Additional Therapies

  • Relative rest for a short period but should begin piriformis stretch and physical therapy as soon as possible
  • Physical therapy incorporating stretching and strengthening of the piriformis muscle; also should incorporate correction of pelvic obliquities and leg-length discrepancies (4)[A]
  • Deep muscle massage with US
  • Long-term treatment:
    • Continued lumbar stabilization program
    • Continued piriformis stretching
  • Injections:
    • With no improvement after conservative therapy, consider local injection of anesthetic (1–2% lidocaine hydrochloride ± bupivacaine 4 to 6 mL) with or without steroids (mixed evidence for use of steroids) under fluoroscopic or US guidance into the tender area within the piriformis muscle.
    • Botulinum toxin has shown benefit in randomized, double blind, controlled trials (5)[A] and nonrandomized, controlled trials (6)[C]. The mechanism of action would be decreasing the piriformis spasm by injecting botulinum.
  • Surgery as indicated earlier for recalcitrant cases of piriformis syndrome

Surgery/Other Procedures

  • If conservative treatment fails, surgical release of the piriformis muscle around the sciatic nerve should be used as a last resort. In these cases, surgery has a favorable outcome in the majority of cases (7).
  • Patients with documented EMG nerve impairment have the best outcome after surgical release.

COMPLEMENTARY & ALTERNATIVE MEDICINE

  • Osteopathic manipulative treatment (OMT) may be used in conjunction with physical therapy.
  • Techniques include muscle energy technique and myofascial release to help with piriformis strengthening and stretching.

Admission, Inpatient, and Nursing Considerations

A patient typically is admitted only if preoperative for surgical correction.

Ongoing Care

Follow-up Recommendations

Patient Monitoring

  • Initially, a patient should follow up with primary care or sports medicine 6 to 8 wk after starting physical therapy (8).
  • On follow-up, close interaction should be maintained to ensure compliance with the home exercise program (lumbar stabilization).

Patient Education

  • Patient education may include home exercise program handouts to ensure compliance.
  • Showing the patient a diagram of the piriformis and its closeness to the sciatic nerve may help in patient recognition.

Prognosis

  • Prognosis is predicated on compliance with home exercise program and core stability.
  • Although compliance with core stabilization cannot guarantee lifelong relief of symptoms, a stronger core can decrease the chance of recurrence.

Complications

  • Complications typically occur without early diagnosis and treatment.
  • Chronic low back pain may be debilitating and multifactorial.

References

  1. Siddiq MA, Hossain MS, Uddin MM, et al.
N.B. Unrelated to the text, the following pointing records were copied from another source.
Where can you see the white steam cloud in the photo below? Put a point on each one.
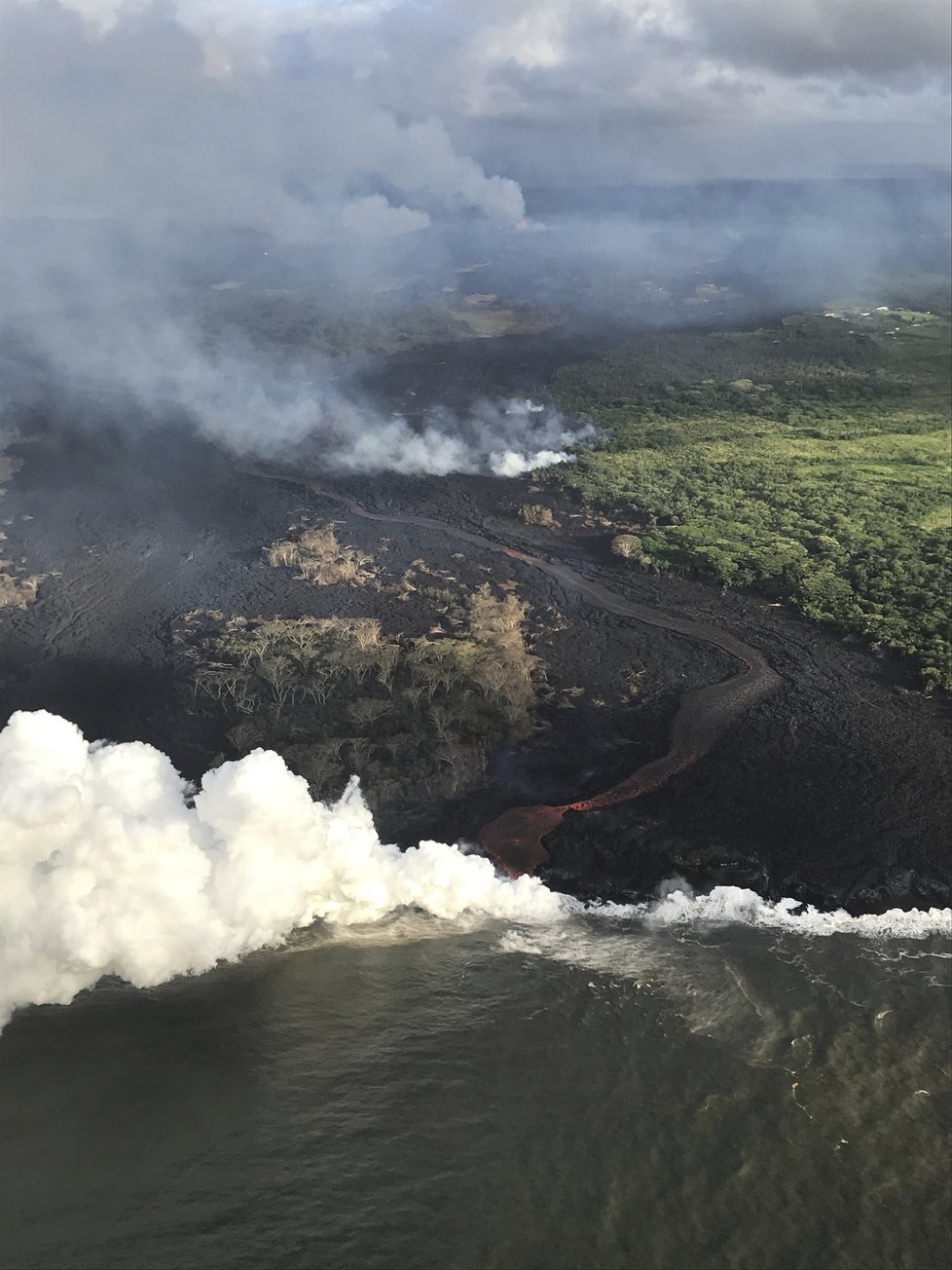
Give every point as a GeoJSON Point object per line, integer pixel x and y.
{"type": "Point", "coordinates": [108, 868]}
{"type": "Point", "coordinates": [111, 865]}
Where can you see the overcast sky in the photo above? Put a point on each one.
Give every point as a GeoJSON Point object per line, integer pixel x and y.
{"type": "Point", "coordinates": [375, 115]}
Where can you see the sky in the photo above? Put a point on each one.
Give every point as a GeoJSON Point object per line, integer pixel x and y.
{"type": "Point", "coordinates": [225, 100]}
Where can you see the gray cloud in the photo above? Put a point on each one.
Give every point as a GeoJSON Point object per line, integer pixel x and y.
{"type": "Point", "coordinates": [872, 38]}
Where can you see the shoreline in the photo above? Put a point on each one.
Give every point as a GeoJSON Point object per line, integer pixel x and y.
{"type": "Point", "coordinates": [830, 792]}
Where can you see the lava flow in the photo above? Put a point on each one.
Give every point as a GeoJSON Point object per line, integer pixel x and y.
{"type": "Point", "coordinates": [514, 840]}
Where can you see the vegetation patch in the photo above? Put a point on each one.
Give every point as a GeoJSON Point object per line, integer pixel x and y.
{"type": "Point", "coordinates": [810, 462]}
{"type": "Point", "coordinates": [320, 558]}
{"type": "Point", "coordinates": [17, 589]}
{"type": "Point", "coordinates": [413, 717]}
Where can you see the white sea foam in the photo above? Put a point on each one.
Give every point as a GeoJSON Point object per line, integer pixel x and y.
{"type": "Point", "coordinates": [109, 865]}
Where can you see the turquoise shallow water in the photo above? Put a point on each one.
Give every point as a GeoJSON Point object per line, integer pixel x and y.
{"type": "Point", "coordinates": [591, 1095]}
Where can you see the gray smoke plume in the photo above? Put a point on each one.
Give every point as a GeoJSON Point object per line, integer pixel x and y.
{"type": "Point", "coordinates": [153, 153]}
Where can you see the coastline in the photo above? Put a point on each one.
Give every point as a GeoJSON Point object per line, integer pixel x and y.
{"type": "Point", "coordinates": [827, 790]}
Piriformis syndrome: a case series of 31 Bangladeshi people with literature review. Eur J Orthop Surg Traumatol. 2017;27(2):193203.
  2. Michel F, Decavel P, Toussirot E, et al. Piriformis muscle syndrome: diagnostic criteria and treatment of a monocentric series of 250 patients. Ann Phys Rehabil Med. 2013;56(5):371383.
  3. Yang HE, Park JH, Kim S. Usefulness of magnetic resonance neurography for diagnosis of piriformis muscle syndrome and verification of the effect after botulinum toxin type A injection: two cases. Medicine (Baltimore). 2015;94(38):e1504.
  4. Rouzier P. Piriformis syndrome. The Sports Medicine Patient Advisor. Amherst, MA: McKesson; 2004.
  5. Fishman LM, Wilkins AN, Rosner B. Electrophysiologically identified piriformis syndrome is successfully treated with incobotulinum toxin A and physical therapy. Muscle Nerve. 2017;56(2):258263.
  6. Kirschner JS, Foye PM, Cole JL. Piriformis syndrome, diagnosis and treatment. Muscle Nerve. 2009;40(1):1018.
  7. Han SK, Kim YS, Kim TH, et al. Surgical treatment of piriformis syndrome. Clin Orthop Surg. 2017;9(2):136144.
  8. Jankovic D, Peng P, van Zundert A. Brief review: piriformis syndrome: etiology, diagnosis, and management. Can J Anaesth. 2013;60(10):10031012.

Clinical Pearls

  • Prevention: a strong core stabilization program to increase strength and range of motion
  • Any activities that involve prolonged sitting (i.e., biking) should be avoided.
  • Return to play: weight-bearing as tolerated 5 to 10 days after surgery with gradual return to full activity; avoidance of prolonged sitting for 4 to 6 wk after surgery is recommended.